Monday, August 6, 2012
The Future Is Now
Last week, Kaitlin, Katie and I visited an orphanage called The Future is Now. The orphanage was started by a young man named Denis when the war ended in northern Uganda. He now gets help from another young man, Justin. Currently, the orphanage is housing 16 children due to limited funds, however other services such as counseling and education are offered to women and children in the community during the day. Denis and Justin have big plans for The Future is Now. They want to buy more land to be able to provide a bigger orphanage for the children and allow more children to be part of the orphanage. It is also important that all the children have the money to go to school. Currently, not all of them are able to attend school. Denis and Justin have plans for the child mothers in the community as well. They want to teach them income generating activities so that the mothers may be able to provide for themselves. Right now however, the orphanage is lacking many basic supplies. The children living there do not have enough blankets, mattresses, and mosquito nets to name just a few problems. Denis also informed us that at the beginning of July, there was no money to feed the children.
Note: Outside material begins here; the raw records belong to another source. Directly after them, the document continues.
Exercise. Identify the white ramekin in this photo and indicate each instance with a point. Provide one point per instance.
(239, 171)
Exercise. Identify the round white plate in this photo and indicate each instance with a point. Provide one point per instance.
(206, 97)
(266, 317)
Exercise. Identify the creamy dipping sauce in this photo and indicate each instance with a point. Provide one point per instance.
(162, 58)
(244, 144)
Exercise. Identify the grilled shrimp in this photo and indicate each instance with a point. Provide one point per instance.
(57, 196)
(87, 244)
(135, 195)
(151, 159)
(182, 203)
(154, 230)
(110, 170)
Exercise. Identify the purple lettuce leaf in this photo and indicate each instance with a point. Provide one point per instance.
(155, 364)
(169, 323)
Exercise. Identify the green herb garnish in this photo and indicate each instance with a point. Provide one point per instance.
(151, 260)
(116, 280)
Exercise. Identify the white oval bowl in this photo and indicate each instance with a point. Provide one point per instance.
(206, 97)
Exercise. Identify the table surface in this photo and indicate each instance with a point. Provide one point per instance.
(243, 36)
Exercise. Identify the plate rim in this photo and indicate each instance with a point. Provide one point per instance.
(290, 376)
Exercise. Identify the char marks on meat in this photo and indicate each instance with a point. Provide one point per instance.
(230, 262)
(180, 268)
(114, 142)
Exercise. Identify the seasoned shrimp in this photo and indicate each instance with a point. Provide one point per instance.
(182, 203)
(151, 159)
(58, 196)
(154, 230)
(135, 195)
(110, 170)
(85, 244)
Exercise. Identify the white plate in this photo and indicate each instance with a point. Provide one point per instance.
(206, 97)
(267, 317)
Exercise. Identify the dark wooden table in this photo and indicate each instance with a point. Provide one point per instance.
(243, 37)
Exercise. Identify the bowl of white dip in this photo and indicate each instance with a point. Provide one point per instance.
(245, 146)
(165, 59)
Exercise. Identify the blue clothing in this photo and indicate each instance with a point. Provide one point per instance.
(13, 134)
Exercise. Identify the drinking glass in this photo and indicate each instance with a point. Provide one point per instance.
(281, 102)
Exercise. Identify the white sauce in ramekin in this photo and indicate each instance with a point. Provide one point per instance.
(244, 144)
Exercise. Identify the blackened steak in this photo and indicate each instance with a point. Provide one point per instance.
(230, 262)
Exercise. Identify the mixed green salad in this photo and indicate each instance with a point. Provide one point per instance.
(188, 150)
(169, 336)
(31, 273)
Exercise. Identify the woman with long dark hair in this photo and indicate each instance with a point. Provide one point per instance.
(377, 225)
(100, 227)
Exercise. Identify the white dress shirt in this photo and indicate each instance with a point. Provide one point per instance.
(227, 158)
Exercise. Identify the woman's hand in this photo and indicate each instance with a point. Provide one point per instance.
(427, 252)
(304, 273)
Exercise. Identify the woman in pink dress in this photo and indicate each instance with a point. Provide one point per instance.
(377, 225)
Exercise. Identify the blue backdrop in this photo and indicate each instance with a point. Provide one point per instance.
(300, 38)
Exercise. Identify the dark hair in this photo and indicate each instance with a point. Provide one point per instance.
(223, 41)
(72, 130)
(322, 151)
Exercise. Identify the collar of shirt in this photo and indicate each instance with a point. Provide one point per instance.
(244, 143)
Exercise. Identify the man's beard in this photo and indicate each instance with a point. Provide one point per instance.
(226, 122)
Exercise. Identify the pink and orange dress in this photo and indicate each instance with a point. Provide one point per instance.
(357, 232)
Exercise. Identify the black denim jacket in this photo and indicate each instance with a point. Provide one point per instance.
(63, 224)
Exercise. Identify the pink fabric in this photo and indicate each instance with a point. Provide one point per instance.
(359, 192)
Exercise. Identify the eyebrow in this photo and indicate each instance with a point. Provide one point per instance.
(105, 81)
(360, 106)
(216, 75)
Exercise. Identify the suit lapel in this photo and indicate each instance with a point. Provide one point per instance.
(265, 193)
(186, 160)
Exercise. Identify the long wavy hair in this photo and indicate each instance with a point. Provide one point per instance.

Even though Denis and Justin struggle all the time to provide a better life for these children, they continue to move forward and have not given up. Denis explained to us that these children were his family and no matter what happens, he will never leave them. What amazes me most about this orphanage is how young Denis and Justin are and how much they want to do for children and the community. Denis is only 25 years old. They both have huge hearts and they love these children as if they were their own.
When we arrived at the orphanage, we were greeted with singing and dancing. Our visit felt like a huge event. It was amazing to see how happy the women and children were to see us. Katie started a game of duck-duck-goose with the kids and later, all three of us joined the women in dancing an Acholi dance. As we left I remember feeling such joy and happiness. This was one of the best and most memorable days I have had in Gulu. All of these people struggle every day for basic necessities and yet they still took time out of their day to make us feel welcome.